For Del Rey, America and her own sexuality are intimately connected by her own conception of freedom. It’s no coincidence that, in the ten-minute long music video for Ride, Del Rey utters “I believe in the country that America used to be” and “Are you in touch with your darkest fantasies? … I am fucking crazy, but I am free” in the same minute.  The freedom so engrained in American culture seems to mirror Del Rey’s personal exploration of her sexual relations, which is why America factors so strongly into her musical themes.

And yet, her love for America is, at times, unrequited: Del Rey has greater success with her European audience than she does with her American one; the media backlash against the singer after her performance on SNL took place largely within the American arena; and she currently has no plans to tour within her own country in the immediate future, although she has a fairly extensive European tour planned. Thus, her reliance on Americana and her reception by the American public seem to contradict each other to some extent.

But contradictions are never too far from Del Rey’s music and, to some extent, the entire artistic persona that is Lana Del Rey. Indeed, it’s telling that on Paradise Del Rey draws directly from American poet Walt Whitman– someone who also frequently explored the themes of American freedom and overt sexuality, and who, at times, got into trouble for doing so. On the hauntingly dark “Body Electric,” taken directly from Whitman’s poem “I Sing the Body Electric,” Del Rey sings: “We don’t need nobody / ‘cause we got each other / or at least I pretend” and “Whitman is my daddy, Monaco’s my bother / Diamonds are my bestest friend / Heaven is my baby, suicide’s her father / Opulence is the end.”

Del Rey is just as conscious of
her contradictions as her critics are.

Wealth and material goods frequently make appearances in Del Rey’s lyrics, as she often vacillates from this material obsession to the simplicity of pure human love (a particular line from “Blue Jeans” comes to mind: “We don’t need no money / we can make it all work.”) Del Rey constantly struggles with this battle and tends to contradict herself as she travels through her albums.

Make no mistake, though: she’s just as conscious of this contradiction as her critics are. It’s all a part of the “war in her mind,” and its complicated appearances in her lyrics are what make Paradise such a fascinating EP.  Here, too, we find another link between the tragic vocalist and her literary inspiration: In “Song of Myself,” a poem from the same collection (Leaves of Grass) that gave us “I Sing the Body Electric,” Whitman famously wrote: “Do I contradict myself? / Very well then, I contradict myself / I am large, I contain multitudes.”

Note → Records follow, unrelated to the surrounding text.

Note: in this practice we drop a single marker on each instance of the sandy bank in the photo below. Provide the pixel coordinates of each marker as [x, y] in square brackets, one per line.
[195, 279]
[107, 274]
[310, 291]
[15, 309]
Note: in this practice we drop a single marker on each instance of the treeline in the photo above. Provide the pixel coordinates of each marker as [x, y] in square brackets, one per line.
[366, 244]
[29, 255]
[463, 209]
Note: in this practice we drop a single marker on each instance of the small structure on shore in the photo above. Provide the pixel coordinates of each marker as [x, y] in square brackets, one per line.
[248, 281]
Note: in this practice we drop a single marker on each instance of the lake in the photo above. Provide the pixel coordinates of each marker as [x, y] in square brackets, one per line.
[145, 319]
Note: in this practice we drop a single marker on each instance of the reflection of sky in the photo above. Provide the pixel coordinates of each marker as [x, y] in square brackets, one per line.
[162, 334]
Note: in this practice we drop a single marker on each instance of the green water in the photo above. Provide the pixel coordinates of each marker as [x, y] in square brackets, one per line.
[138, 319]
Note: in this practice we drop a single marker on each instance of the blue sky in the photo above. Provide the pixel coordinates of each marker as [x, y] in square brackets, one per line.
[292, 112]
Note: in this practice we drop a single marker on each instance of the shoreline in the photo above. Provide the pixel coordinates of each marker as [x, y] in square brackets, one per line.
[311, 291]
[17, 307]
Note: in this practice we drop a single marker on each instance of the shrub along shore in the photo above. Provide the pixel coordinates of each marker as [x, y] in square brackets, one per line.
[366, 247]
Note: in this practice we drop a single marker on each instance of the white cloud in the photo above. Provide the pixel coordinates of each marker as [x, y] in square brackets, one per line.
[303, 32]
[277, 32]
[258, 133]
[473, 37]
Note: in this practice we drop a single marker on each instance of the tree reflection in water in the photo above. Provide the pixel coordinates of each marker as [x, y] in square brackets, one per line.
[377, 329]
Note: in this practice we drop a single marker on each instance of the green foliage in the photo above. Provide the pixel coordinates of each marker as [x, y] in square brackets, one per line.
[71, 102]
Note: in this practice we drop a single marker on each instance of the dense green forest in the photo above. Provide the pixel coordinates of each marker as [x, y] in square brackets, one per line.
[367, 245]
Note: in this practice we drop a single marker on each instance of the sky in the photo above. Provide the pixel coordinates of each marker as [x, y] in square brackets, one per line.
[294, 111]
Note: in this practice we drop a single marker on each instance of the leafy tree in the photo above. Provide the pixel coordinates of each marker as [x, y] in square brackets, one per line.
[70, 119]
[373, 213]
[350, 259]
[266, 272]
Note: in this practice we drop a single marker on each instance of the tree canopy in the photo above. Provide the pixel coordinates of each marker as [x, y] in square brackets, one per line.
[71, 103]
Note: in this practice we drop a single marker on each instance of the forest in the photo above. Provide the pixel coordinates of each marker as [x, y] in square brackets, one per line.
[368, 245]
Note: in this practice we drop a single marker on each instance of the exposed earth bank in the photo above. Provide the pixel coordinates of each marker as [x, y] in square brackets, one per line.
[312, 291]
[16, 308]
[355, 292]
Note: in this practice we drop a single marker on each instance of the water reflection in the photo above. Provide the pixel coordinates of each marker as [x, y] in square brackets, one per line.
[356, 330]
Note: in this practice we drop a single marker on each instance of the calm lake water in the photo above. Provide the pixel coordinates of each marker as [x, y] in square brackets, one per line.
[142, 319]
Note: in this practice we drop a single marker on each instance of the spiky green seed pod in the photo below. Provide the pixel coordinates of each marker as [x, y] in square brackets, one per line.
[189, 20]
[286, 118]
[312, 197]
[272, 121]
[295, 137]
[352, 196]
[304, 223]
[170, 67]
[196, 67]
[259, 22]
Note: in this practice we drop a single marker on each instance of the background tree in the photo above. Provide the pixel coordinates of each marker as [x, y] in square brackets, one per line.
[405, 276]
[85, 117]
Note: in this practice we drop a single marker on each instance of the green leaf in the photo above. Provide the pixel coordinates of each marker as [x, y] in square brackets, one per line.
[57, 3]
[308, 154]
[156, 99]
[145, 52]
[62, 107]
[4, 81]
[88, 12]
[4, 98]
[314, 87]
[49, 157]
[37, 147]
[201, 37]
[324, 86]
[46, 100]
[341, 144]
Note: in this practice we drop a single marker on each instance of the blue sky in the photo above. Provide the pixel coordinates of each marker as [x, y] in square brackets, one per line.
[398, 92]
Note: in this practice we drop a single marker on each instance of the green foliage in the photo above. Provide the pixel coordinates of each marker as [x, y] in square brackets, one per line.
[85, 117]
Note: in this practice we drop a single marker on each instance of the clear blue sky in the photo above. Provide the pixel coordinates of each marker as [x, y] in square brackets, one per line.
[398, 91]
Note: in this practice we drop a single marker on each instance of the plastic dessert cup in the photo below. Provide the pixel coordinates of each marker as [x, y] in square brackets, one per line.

Ultimately, Paradise triumphs, not in spite of its contradictions, but largely because of them. The EP is an emotional rollercoaster that, quite starkly, explores the addictive relationships (both romantic and material) that, in many cases, we’d rather not discuss publicly. Del Rey’s vision might not be a traditional view of Paradise, but rather one that reflects an artist who is familiar with and who, at times, embraces her inner demons. Paradise, for Del Rey, is true love, no matter how tragic and lethal it may be.